Most certainly I will! The idea that we, the superior, the wise race, use designs in our goods that are supposed to be beautiful to us, and yet that have no meaning! What absurdity and foolishness for our girls and women to spend hours on “fancy-work” (!), the designs of which are a crazy, intricate something to be dreaded rather than admired. The Indians have more sense than to waste their time over such foolishness. They have studied Nature in all her varying forms, and their minds are stored up with a thousand and one designs which they can transfer at pleasure to their basketry, pottery, or blanketry. I have had the pleasure of teaching this basic principle of art work to many white women, and I learned it from the Indian. One woman wanted to get a design for her sofa pillows. I asked her if she had no flowering vine over her porch. She said “Yes.” “Then copy its leaf and flower,” was my reply, and when she did so, and saw the beauty of the design she had created from Nature, her soul was filled with a new joy, and she wrote me that few things had given her more pleasure than the discovery of that basic principle.

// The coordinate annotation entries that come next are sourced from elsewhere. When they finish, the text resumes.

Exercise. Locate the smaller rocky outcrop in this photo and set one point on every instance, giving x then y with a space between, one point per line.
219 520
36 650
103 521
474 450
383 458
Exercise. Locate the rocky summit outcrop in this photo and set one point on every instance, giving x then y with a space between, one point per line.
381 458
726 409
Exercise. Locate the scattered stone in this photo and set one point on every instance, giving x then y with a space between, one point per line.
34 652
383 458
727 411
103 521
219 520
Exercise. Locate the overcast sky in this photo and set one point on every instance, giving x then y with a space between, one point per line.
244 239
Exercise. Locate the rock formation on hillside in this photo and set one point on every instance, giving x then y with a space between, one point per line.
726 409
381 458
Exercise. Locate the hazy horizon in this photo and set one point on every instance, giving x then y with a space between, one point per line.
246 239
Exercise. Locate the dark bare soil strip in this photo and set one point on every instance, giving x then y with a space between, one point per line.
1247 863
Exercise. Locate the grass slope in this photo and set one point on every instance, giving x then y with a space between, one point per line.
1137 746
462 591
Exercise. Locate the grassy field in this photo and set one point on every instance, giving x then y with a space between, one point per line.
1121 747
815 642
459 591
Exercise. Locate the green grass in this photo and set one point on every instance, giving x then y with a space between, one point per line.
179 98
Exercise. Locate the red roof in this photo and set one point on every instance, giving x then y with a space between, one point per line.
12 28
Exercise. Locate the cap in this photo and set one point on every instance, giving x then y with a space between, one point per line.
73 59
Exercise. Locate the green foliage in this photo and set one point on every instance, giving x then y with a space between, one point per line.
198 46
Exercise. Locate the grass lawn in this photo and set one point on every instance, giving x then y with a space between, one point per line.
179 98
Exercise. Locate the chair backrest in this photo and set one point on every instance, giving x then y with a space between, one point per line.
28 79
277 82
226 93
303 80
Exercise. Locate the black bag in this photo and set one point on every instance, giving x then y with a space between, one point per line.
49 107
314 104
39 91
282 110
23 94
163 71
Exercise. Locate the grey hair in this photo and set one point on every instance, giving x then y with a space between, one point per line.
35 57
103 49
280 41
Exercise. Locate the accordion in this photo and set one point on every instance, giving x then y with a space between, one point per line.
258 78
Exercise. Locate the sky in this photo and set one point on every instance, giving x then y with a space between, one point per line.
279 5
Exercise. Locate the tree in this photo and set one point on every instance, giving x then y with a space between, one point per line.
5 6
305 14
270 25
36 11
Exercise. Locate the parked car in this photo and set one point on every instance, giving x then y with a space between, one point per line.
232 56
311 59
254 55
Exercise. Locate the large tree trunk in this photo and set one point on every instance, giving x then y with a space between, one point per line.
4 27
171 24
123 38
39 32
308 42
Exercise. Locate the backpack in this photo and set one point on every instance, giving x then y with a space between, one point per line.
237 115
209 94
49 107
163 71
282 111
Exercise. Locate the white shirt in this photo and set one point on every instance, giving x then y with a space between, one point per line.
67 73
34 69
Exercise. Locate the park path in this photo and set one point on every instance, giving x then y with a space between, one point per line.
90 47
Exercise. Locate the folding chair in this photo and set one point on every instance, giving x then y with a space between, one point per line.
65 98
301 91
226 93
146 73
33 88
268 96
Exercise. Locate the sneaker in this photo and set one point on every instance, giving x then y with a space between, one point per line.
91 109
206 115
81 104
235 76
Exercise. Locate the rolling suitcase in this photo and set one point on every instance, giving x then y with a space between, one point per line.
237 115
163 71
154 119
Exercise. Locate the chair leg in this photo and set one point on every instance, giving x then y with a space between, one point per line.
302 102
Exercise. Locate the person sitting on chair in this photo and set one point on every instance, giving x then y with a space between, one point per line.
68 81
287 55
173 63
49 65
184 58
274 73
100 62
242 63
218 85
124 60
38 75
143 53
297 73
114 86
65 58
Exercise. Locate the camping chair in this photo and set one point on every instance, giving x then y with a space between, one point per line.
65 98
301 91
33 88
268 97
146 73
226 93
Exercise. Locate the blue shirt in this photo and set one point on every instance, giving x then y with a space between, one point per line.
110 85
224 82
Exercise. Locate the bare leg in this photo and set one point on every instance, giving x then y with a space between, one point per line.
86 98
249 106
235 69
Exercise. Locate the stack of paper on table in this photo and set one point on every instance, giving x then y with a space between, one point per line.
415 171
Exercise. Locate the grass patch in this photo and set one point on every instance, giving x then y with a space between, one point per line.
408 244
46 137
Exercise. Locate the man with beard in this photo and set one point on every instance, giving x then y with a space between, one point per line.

BASKET BOWL MADE BY PALATINGWA WEAVER.
Think of the white race making baskets. Where do they go to for their forms and designs? In thousands of cases they take my own books and copy from them! But where did I get them? I am no creative artist, no inventor of design! I got them, “body, soul, and breeches,” from the Indian,—every one of them; and yet the “superior race” must go to them to copy, instead of so disciplining the powers of observation from Nature that designs for embroidery, for basketry, for fancy-work of every description, are contained within their own memories. The Indian’s life has trained these wonderful faculties of observation and memory. He was compelled to watch the animals in order that he might avoid those that were dangerous and catch those that were good for food; to follow the flying birds that he might know when and where to trap them and secure their eggs; the fishes as they spawned and hatched; the insects as they bored and burrowed; the plants and trees as they grew and budded, blossomed and seeded. He became familiar, not only with such simple things as the movements of the polar constellations and the retrograde and forward motions of the planets, but also with the less known spiral movements of the whirl-winds as they took up the sands of the desert; and the zigzags of the lightning were burned into his consciousness and memory in the fierce storms that, again and again, in darkest night, swept over the exposed area in which he roamed; with the flying of the birds, the graceful movements, the colors, and markings of the snakes, the peculiar wigglings of insects, and their tracks, and those of reptiles, birds, and animals, whether upon the sand, the snow, the mud, or more solid earth, he soon became familiar. The rise and fall of the mountains and valleys, the soaring spires and wide-spreading branches of the trees, the shadows they cast, and the changes they underwent as the seasons progressed, the scudding or anchored clouds in their infinitude of form and color, the graceful arch of the rainbow, the peculiar formation and dissipation of the fogs, the triumphant lancings of the night by the gorgeous fire-weapons of the morning sun, the stately retreat of the king of day as evening approached,—all these and a thousand and one other things of beauty in Nature the Indian soon learned to know, and from all these mental images he can readily draw when a design is needed.